PSOP26 is predicted to be a secreted protein in ookinetes [45]. It is a highly expressed protein in P. berghei ookinetes, as its transcript ranked in the 99th percentile in the ookinete transcriptome. In mice infected by P. berghei, immunization with the recombinant PbSOP26 showed significant TB and TR activities in direct feeding assays (DFAs) [20]. In this study, the expressed fragment of PvSOP26 covered the entire domain of the PbSOP26 used for TBV analysis [20]. The immune sera against PvSOP26 were evaluated using DMFA with three clinical P. vivax isolates. When the P. vivax clinical isolates resulted in high oocyst density (> 50 oocysts/midgut) in infected mosquitoes in the control group (as in donor #2 and #3), the anti-PvSOP26 sera significantly reduced the oocyst density by > 84%. It is not clear why the anti-PvSOP26 antisera did not show TR activities with parasites from donor #1 when the infection intensity in mosquitoes was low. One possible explanation is variations in the DMFA; additional patient isolates needed to be tested to provide further evidence of the TR activity of PvSOP26. While the results of this study suggest that genetic polymorphisms might not be responsible for the variation in the DMFA result among the clinical isolates, further analysis is needed to understand the genetic diversity of these genes. In this regard, the orthologs of these genes in P. falciparum showed limited genetic diversity from high-throughput genome sequencing projects (https://plasmodb.org/).

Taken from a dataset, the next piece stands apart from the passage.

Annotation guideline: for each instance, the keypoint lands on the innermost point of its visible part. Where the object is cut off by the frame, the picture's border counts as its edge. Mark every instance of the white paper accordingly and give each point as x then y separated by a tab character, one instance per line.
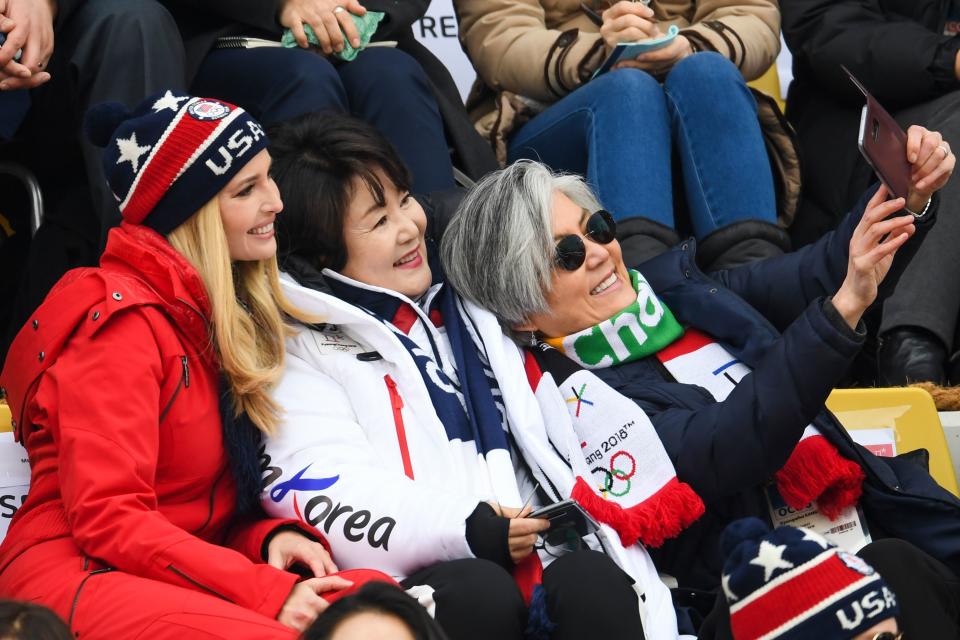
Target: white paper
849	531
880	442
14	464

The PH domain is predicted in most Plasmodium PH orthologs [21]. The PH domain can bind phosphatidylinositol in biological membranes, thus recruiting or targeting the proteins to the membrane fraction [46]. Mice immunized with recombinant PbPH protein reduced both the infection prevalence and oocyst density in the DFAs [21]. Despite the high level of homology between the PvPH and PbPH, antibodies generated against the PvPH fragment did not show any TR activities in the DMFA with P. vivax clinical isolates. Several reasons may account for the lack of TR activities of the anti-PvPH antibodies. Although the anti-PvPH antisera could detect the antigen expression in P. vivax gametocytes, the antibodies may recognize those epitopes that are not critical for fertilization and sexual development. Also, although the rodent model offers the convenience for antigen discovery where a DFA can be performed [47], the ortholog may not have identical functions in P. vivax. The use of transgenic P. berghei expressing P. vivax full-length target genes may offer a better prediction for the TBV potential [48, 49].

Conclusion

We evaluated two sexual stage antigens, PvPH and PvSOP26, as TBV candidates using P. vivax clinical isolates. PvSOP26 showed prominent TR activities in reducing oocyst density in two of the three mosquito feeding assays.